ところが、ある晩のこと。巳之吉は「いつだったか、お前のように美しい女の人を見たのだよ」と口を滑らせてしまいます。するとお雪はその話を聞きたがりました。そこで巳之吉は雪女のことをすべて話してしまいました。
突然お雪は立ち上がり、「それは私、私、私でした。雪でございます。あなたは約束を破ってしまわれたのですね。その時あなたが一言でも喋ったら殺すと言いました。けれども今は子どもたちがいるから殺しません。子どもたちを大切にしなかったら、その時は許しませんから!」
そう言うとお雪は、輝いた白い霞となって屋根の方へ上っていき、それから煙出しの穴を通ってふるえながら出て行きました。

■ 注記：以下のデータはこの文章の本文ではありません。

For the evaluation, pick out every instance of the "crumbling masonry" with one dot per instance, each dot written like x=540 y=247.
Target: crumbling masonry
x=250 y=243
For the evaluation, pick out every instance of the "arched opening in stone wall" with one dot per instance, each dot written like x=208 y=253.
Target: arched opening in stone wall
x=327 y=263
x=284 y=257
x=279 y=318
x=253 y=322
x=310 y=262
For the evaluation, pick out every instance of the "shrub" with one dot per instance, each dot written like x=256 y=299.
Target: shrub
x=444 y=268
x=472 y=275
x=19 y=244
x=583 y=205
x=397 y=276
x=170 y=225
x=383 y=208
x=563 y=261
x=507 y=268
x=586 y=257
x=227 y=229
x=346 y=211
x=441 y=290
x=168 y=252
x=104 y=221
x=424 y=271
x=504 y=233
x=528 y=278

それから巳之吉は2度とお雪の姿を見ることはありませんでした。
\ココがポイント/
✅巳之吉はお雪と名乗る色白の美人と結婚、雪のように白い子どもも生まれる
✅巳之吉はうっかり雪女のことをお雪に話してしまう
✅子どものためにお雪は巳之吉を殺さずに消える
子どもと「雪女」を楽しむには?
「雪女」は怖い話として知られますが、妻を失う夫の気持ちや、夫や子どもと離ればなれになる妻の気持ちを思うと、悲しい物語でもありますよね。
お子さんと楽しむときは、
・このお話は怖いと思うか、悲しいと思うか
・誰が悪かったと思うか
など、子どもに聞いてみると、盛り上がるかもしれません。
・自分だったら約束を守る? それとも喋っちゃう?
などと尋ねてみるのもいいですね。
また、お話を聞かせるときに、綺麗だけれど怖い雪女や、お嫁さんであるお雪の声色を使い分けて上手く演じると、お子さんも喜ぶでしょう。風が強く吹く感じや雪の絶えない音など、情景も再現できるとよいですね!
まとめ
美しくも悲しい物語である怪談「雪女」。茂作を殺してしまったり、話してしまったら殺すと脅したりと少し怖いシーンがありますので、お子さんが怖がらないように上手くお話をしてあげるのがよいでしょう。